Compliance with Enforcement Requests and Applicable Laws
In exceptional circumstances, we may share information about you with a third party if we believe that sharing is reasonably necessary to:
- comply with any applicable law, regulation, legal process or governmental request, including to meet national security requirements
- enforce our agreements and policies
- protect the security or integrity of our Services
- respond to an emergency which we believe in good faith requires us to disclose information to assist in preventing the death or serious bodily injury of any person.
Business transfers
We may share or transfer information we collect under this privacy policy in connection with any merger, sale of company assets, financing, or acquisition of all or a portion of our business to another company.
You will be notified via email and/or a prominent notice on the Services if a transaction takes place, as well as any choices you may have regarding your information.
Access to data
You control the access to your Content.
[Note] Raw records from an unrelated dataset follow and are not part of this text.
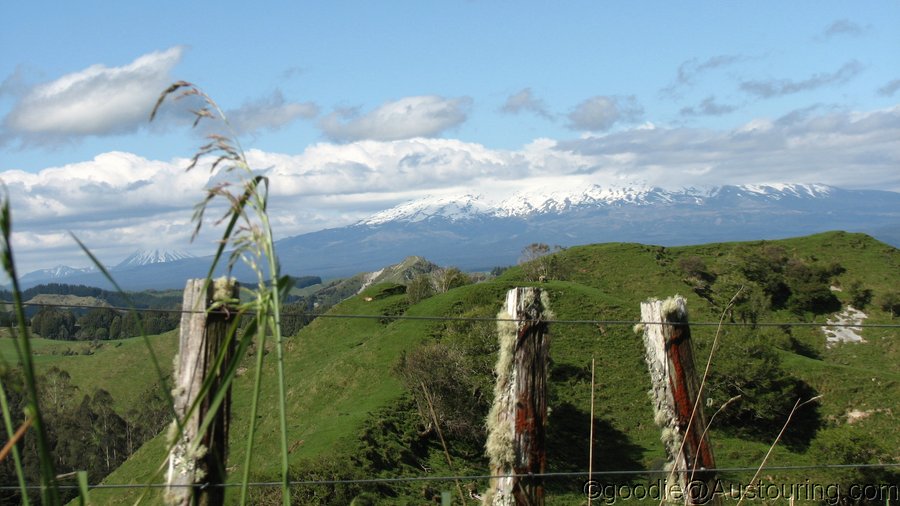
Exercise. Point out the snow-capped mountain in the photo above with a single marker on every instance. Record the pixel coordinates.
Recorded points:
(475, 231)
(59, 273)
(540, 201)
(147, 257)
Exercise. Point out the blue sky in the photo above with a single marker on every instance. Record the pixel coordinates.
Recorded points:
(352, 107)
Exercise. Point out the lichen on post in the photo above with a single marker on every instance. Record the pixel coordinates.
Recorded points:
(197, 460)
(517, 420)
(675, 392)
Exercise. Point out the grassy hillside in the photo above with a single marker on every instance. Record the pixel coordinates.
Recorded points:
(352, 416)
(121, 367)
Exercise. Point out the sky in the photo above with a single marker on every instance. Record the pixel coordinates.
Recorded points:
(353, 107)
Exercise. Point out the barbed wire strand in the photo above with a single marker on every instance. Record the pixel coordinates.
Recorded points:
(477, 477)
(313, 316)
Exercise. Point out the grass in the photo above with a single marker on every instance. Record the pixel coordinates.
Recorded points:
(339, 371)
(117, 366)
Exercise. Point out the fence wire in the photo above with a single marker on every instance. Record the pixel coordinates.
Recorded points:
(313, 316)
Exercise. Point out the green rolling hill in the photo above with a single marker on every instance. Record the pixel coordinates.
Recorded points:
(353, 407)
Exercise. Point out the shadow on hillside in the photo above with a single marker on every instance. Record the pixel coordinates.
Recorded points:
(568, 448)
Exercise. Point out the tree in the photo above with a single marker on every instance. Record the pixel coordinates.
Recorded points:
(860, 296)
(539, 263)
(747, 367)
(446, 279)
(419, 288)
(889, 302)
(52, 323)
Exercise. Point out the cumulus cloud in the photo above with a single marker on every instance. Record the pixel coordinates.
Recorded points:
(420, 116)
(778, 87)
(98, 100)
(601, 113)
(843, 27)
(525, 101)
(889, 88)
(118, 202)
(269, 114)
(708, 107)
(854, 150)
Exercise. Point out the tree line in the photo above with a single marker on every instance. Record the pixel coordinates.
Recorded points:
(84, 430)
(101, 324)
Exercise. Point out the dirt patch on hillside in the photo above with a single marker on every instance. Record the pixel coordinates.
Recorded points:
(842, 327)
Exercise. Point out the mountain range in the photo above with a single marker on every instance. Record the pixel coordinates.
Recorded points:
(475, 232)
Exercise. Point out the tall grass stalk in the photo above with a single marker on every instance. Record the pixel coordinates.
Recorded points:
(248, 233)
(50, 493)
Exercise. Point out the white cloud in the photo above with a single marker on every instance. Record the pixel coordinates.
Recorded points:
(523, 101)
(844, 27)
(845, 149)
(98, 100)
(777, 87)
(600, 113)
(421, 116)
(269, 114)
(119, 202)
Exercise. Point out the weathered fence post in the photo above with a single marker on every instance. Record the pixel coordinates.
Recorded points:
(518, 417)
(675, 388)
(197, 460)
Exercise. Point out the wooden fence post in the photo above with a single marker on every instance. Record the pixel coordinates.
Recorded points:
(518, 417)
(675, 388)
(197, 460)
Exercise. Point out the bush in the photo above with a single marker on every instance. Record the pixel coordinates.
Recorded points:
(747, 367)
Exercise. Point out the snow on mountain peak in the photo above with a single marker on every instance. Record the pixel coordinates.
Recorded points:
(452, 208)
(546, 199)
(146, 257)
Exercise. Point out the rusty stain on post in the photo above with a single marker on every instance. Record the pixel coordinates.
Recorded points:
(675, 389)
(518, 418)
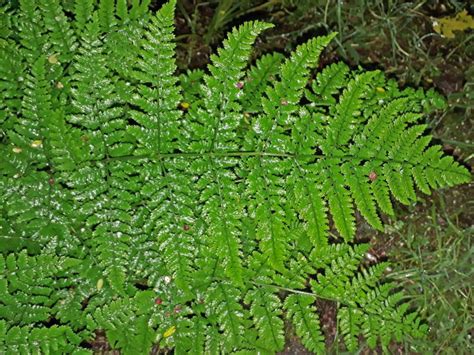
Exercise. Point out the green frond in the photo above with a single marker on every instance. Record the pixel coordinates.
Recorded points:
(106, 14)
(265, 308)
(156, 121)
(128, 323)
(340, 202)
(25, 340)
(349, 323)
(303, 316)
(357, 178)
(347, 111)
(224, 306)
(31, 286)
(191, 212)
(366, 306)
(60, 35)
(257, 79)
(328, 83)
(82, 13)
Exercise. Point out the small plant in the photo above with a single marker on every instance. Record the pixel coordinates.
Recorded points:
(193, 212)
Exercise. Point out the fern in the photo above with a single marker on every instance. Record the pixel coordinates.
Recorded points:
(193, 212)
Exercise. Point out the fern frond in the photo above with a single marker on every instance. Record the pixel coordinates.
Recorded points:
(341, 127)
(327, 84)
(82, 13)
(193, 214)
(366, 306)
(302, 313)
(106, 14)
(30, 286)
(60, 35)
(224, 307)
(258, 78)
(56, 339)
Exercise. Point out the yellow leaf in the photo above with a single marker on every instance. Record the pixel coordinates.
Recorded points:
(169, 332)
(446, 25)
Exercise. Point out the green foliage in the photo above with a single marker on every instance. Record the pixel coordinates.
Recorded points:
(172, 211)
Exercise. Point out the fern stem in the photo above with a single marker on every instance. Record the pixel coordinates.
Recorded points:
(299, 292)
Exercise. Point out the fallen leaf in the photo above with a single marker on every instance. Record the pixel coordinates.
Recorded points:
(447, 25)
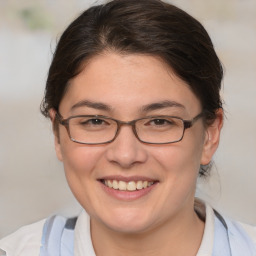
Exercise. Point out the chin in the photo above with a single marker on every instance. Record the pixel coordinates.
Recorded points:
(127, 222)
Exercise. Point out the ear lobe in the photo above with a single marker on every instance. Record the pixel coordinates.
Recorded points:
(52, 114)
(212, 138)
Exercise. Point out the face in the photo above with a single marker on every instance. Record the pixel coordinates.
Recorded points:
(125, 87)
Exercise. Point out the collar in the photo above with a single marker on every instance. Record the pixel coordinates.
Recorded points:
(83, 243)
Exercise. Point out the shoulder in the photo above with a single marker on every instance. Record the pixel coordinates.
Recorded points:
(24, 242)
(250, 231)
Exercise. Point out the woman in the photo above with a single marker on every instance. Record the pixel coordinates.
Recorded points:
(133, 93)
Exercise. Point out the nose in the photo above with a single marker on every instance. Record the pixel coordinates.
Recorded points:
(126, 150)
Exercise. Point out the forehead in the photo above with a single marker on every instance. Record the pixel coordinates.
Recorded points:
(128, 81)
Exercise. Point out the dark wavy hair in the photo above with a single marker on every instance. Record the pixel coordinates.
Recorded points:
(149, 27)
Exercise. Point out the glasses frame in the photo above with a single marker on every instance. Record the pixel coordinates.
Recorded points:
(186, 125)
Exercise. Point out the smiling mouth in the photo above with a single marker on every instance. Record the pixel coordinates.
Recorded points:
(128, 186)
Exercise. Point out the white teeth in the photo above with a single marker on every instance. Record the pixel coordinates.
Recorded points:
(145, 184)
(115, 184)
(139, 185)
(130, 186)
(122, 185)
(109, 183)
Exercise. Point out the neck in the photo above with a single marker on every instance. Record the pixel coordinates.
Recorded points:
(180, 236)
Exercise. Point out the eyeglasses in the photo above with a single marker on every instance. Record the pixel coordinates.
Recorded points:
(97, 129)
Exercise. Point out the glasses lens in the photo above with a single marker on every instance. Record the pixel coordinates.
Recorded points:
(160, 129)
(91, 129)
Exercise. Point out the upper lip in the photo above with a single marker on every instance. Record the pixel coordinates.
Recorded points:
(127, 178)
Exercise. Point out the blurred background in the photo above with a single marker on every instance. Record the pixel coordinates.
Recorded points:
(32, 182)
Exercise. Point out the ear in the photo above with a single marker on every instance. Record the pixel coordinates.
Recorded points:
(55, 129)
(212, 138)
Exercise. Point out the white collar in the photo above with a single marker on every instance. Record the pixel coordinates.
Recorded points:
(83, 243)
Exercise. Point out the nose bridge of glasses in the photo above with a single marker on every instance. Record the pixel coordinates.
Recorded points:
(126, 123)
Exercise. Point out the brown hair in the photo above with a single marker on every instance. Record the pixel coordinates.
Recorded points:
(149, 27)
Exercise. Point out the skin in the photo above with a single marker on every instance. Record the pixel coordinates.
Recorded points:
(163, 220)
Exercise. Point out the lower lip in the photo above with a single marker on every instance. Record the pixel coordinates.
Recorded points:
(125, 195)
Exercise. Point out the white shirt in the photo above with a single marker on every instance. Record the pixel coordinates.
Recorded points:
(27, 240)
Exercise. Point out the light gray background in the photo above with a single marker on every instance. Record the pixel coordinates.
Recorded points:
(32, 183)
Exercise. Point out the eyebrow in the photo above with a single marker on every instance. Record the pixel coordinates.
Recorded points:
(161, 105)
(90, 104)
(145, 108)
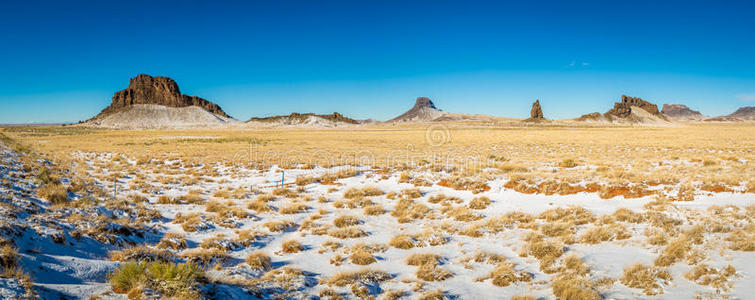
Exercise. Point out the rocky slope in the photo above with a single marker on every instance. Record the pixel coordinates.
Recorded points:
(536, 113)
(307, 120)
(424, 110)
(681, 112)
(747, 112)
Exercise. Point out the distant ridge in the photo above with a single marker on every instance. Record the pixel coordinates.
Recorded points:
(423, 110)
(145, 89)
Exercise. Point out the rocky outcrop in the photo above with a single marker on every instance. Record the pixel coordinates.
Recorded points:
(301, 118)
(536, 113)
(631, 110)
(623, 109)
(681, 111)
(424, 110)
(747, 112)
(145, 89)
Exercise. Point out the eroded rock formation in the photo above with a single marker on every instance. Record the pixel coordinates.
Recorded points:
(536, 112)
(145, 89)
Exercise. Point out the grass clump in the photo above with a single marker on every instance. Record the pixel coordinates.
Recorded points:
(433, 272)
(504, 275)
(361, 276)
(361, 257)
(545, 251)
(291, 246)
(346, 221)
(418, 259)
(355, 193)
(402, 242)
(717, 279)
(53, 192)
(347, 233)
(141, 253)
(172, 240)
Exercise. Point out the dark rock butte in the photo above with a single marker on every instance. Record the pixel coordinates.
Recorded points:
(145, 89)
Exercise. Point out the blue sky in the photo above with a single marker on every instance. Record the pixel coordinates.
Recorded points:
(62, 61)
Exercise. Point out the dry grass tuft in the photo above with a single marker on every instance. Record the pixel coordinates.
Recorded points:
(347, 233)
(545, 251)
(432, 272)
(55, 193)
(419, 259)
(604, 233)
(141, 253)
(361, 257)
(504, 275)
(362, 276)
(717, 279)
(355, 193)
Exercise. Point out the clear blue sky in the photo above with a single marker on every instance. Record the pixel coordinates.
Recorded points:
(62, 61)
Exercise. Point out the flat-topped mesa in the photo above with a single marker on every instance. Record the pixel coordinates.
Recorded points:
(145, 89)
(624, 108)
(536, 112)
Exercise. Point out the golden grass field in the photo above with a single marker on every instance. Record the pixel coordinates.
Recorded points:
(712, 156)
(446, 210)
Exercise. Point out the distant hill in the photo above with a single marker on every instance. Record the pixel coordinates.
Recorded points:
(681, 112)
(157, 102)
(306, 120)
(423, 110)
(631, 110)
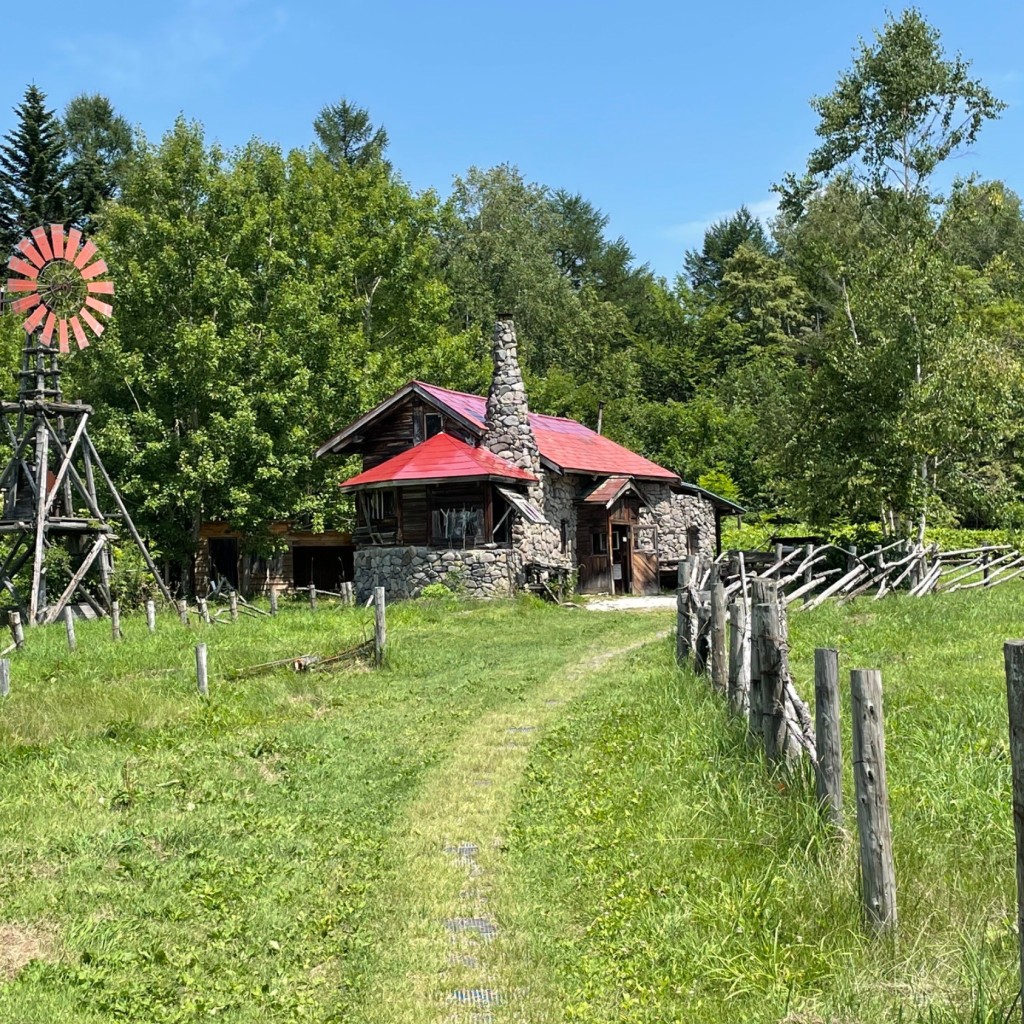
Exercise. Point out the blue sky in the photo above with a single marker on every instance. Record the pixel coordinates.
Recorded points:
(666, 116)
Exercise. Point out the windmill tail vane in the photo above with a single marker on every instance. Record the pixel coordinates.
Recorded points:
(60, 287)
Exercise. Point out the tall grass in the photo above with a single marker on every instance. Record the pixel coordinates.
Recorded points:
(187, 859)
(663, 873)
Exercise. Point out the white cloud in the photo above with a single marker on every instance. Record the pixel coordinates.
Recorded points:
(691, 232)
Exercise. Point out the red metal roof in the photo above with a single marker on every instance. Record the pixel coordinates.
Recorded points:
(570, 445)
(440, 458)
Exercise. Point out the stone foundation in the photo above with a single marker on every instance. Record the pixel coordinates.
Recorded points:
(404, 571)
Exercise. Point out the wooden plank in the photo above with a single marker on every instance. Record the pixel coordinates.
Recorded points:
(719, 665)
(877, 872)
(42, 438)
(739, 670)
(122, 508)
(76, 580)
(380, 627)
(70, 629)
(1013, 653)
(826, 734)
(769, 641)
(202, 672)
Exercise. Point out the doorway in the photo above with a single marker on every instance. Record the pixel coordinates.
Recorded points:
(622, 561)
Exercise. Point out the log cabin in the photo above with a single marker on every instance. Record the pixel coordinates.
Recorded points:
(483, 495)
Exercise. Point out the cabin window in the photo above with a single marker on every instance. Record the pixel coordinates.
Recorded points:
(381, 505)
(692, 541)
(461, 527)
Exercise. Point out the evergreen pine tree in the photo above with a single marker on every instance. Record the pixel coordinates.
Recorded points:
(32, 171)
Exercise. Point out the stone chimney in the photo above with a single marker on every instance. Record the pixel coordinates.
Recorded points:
(509, 434)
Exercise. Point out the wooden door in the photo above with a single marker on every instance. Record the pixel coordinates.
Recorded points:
(645, 569)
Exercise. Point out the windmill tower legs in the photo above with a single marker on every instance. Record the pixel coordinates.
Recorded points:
(51, 499)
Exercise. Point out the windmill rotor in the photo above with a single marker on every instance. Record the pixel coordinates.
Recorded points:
(61, 287)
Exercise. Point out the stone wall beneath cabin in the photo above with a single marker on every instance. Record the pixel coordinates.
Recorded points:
(403, 571)
(674, 514)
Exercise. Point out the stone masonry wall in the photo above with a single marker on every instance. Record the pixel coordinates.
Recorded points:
(542, 542)
(674, 514)
(404, 571)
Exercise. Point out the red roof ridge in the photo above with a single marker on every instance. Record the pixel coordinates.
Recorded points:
(440, 457)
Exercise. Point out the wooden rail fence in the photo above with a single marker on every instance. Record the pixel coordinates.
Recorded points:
(753, 672)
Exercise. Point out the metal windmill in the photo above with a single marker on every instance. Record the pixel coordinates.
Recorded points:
(55, 487)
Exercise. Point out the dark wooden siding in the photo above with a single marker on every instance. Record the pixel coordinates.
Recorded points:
(399, 429)
(414, 515)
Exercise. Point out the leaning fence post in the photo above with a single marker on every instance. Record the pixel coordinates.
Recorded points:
(15, 627)
(769, 641)
(826, 735)
(877, 873)
(202, 679)
(380, 627)
(719, 667)
(739, 672)
(684, 570)
(70, 628)
(1013, 653)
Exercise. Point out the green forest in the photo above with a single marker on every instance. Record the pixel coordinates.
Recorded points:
(854, 365)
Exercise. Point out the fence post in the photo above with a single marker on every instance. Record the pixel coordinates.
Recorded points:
(380, 627)
(15, 627)
(70, 628)
(739, 678)
(701, 646)
(719, 666)
(772, 667)
(202, 678)
(685, 571)
(826, 735)
(878, 877)
(1013, 653)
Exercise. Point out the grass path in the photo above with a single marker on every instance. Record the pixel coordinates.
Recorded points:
(444, 955)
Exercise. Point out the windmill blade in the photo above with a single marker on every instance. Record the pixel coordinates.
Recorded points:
(42, 242)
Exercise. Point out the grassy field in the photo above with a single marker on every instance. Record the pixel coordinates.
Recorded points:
(663, 875)
(530, 814)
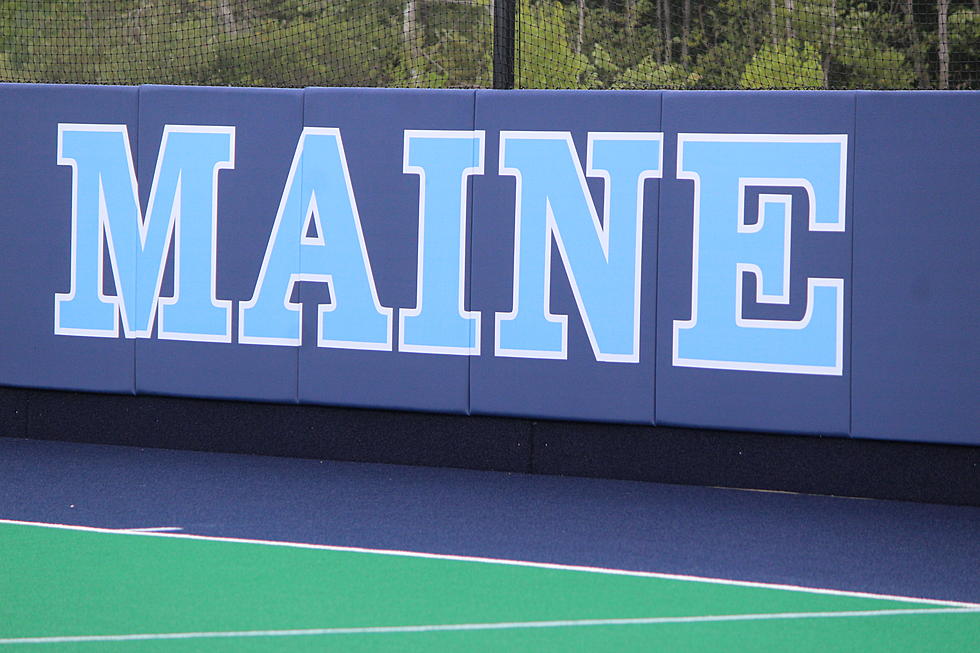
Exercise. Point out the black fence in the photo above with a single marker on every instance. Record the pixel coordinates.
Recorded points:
(596, 44)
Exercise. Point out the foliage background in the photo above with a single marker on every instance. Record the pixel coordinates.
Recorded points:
(605, 44)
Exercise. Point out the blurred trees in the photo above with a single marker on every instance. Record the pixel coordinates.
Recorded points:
(610, 44)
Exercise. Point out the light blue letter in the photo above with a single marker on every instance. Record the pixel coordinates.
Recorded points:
(443, 160)
(726, 248)
(602, 261)
(318, 197)
(105, 204)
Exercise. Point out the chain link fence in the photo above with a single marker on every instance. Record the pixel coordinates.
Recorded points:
(595, 44)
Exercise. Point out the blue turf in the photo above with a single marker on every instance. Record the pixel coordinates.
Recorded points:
(890, 547)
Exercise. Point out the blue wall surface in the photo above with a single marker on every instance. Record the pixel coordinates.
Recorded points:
(790, 262)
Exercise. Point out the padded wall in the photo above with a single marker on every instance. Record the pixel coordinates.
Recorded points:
(785, 262)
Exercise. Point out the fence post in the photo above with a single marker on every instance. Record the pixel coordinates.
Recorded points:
(503, 43)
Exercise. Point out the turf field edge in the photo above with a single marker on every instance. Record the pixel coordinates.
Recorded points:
(434, 628)
(499, 561)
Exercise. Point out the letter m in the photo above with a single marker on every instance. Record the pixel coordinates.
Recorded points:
(181, 215)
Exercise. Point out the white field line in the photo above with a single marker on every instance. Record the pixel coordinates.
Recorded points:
(515, 625)
(516, 563)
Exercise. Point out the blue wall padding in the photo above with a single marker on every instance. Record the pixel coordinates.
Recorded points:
(578, 387)
(372, 124)
(35, 239)
(916, 267)
(903, 359)
(267, 124)
(738, 399)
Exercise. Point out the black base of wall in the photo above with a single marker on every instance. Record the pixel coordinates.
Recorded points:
(839, 466)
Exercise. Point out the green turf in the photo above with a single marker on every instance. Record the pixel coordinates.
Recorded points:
(60, 582)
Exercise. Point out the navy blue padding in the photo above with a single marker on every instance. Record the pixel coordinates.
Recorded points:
(267, 126)
(916, 266)
(579, 387)
(35, 239)
(747, 400)
(372, 124)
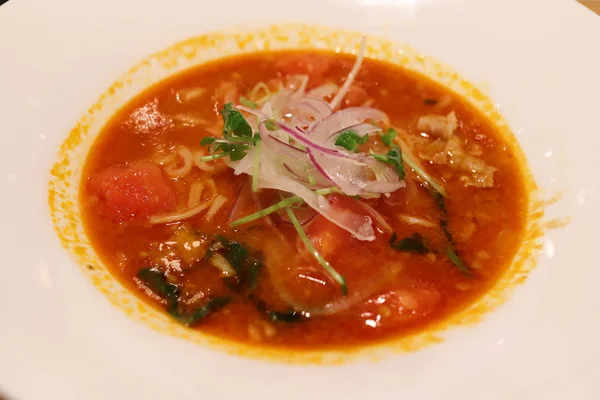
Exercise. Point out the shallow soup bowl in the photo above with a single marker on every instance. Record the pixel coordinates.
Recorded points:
(61, 338)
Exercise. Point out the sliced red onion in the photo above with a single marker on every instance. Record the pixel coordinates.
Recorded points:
(360, 129)
(308, 142)
(278, 146)
(378, 217)
(300, 173)
(272, 178)
(340, 120)
(355, 176)
(351, 76)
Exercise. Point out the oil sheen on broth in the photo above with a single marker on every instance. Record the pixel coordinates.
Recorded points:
(413, 204)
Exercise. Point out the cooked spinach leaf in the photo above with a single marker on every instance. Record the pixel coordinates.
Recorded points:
(411, 244)
(450, 250)
(207, 141)
(246, 266)
(394, 158)
(157, 282)
(247, 102)
(290, 316)
(213, 305)
(460, 264)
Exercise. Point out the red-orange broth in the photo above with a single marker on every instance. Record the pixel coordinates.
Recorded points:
(398, 292)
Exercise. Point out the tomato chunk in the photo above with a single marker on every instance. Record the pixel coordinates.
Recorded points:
(133, 191)
(400, 305)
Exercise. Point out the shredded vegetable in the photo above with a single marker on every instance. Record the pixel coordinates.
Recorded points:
(309, 246)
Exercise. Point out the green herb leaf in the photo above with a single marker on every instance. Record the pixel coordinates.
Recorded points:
(207, 141)
(388, 138)
(238, 152)
(213, 305)
(271, 125)
(411, 244)
(234, 122)
(394, 158)
(247, 102)
(350, 140)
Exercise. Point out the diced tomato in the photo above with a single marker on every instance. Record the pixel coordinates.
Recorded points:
(314, 65)
(400, 305)
(136, 190)
(326, 236)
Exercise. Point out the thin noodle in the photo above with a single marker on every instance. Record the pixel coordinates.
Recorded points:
(195, 192)
(180, 215)
(168, 159)
(186, 166)
(215, 207)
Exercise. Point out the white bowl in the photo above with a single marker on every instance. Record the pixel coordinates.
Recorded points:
(61, 339)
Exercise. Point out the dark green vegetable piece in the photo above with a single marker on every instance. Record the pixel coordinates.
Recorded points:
(213, 305)
(290, 316)
(207, 140)
(247, 102)
(350, 140)
(394, 158)
(454, 257)
(286, 316)
(388, 138)
(234, 122)
(271, 125)
(411, 244)
(157, 282)
(254, 274)
(450, 249)
(247, 268)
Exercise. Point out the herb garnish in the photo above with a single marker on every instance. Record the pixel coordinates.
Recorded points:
(394, 158)
(388, 138)
(411, 244)
(237, 137)
(350, 140)
(234, 122)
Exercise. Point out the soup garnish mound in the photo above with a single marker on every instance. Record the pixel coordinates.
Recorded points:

If you include personal information or Sensitive Personal Information, that information may only be accessible to Novisto in accordance with this Privacy Policy.
Novisto personnel do not access your data except for:
- security purposes
- to assist with a support matter
- to maintain the integrity of the Service
- to comply with our legal obligations
- if we have reason to believe the contents are in violation of the law
- with your consent
4. How we store and secure information we collect
We use industry standard technical and organizational measures to secure the information we store. While we implement safeguards designed to protect your information, no security system is impenetrable and due to the inherent nature of the Internet, we cannot guarantee that data, during transmission through the Internet or while stored on our systems or otherwise in our care, is absolutely safe from intrusion by others.
How long we keep information
How long we keep information we collect about you depends on the type of information, as described in further detail below. After such time, we will either delete or anonymize your information or, if this is not possible (for example, because the information has been stored in backup archives), then we will securely store your information and isolate it from any further use until deletion is possible.
Account information
We retain your account information for as long as your account is active and up to 15 days thereafter. We also retain some of your information as necessary to comply with our legal obligations, to resolve disputes, and to enforce our agreements.
Information you share on the Services
If your account is deleted, some of your information and the content you have provided will remain in order to allow your team members to make full use of the Services.
Managed accounts
We retain user information as long as required by the administrator of your account.
5. Other important privacy information
Notice to End Users
Our Services are intended for use by organizations. The organization is the administrator of the Services and is responsible for the accounts and/or Service sites over which it has control.
Administrators are able to:
- terminate user access to the Services; and
- install or uninstall third-party integrations
Changes to our Privacy Policy
We may change this privacy policy from time to time. We will inform you about any privacy policy changes. We will also keep prior versions of this privacy policy in an archive for review. We encourage you to review our privacy policy whenever you use the Services to stay informed about our information practices and the ways you can help protect your privacy.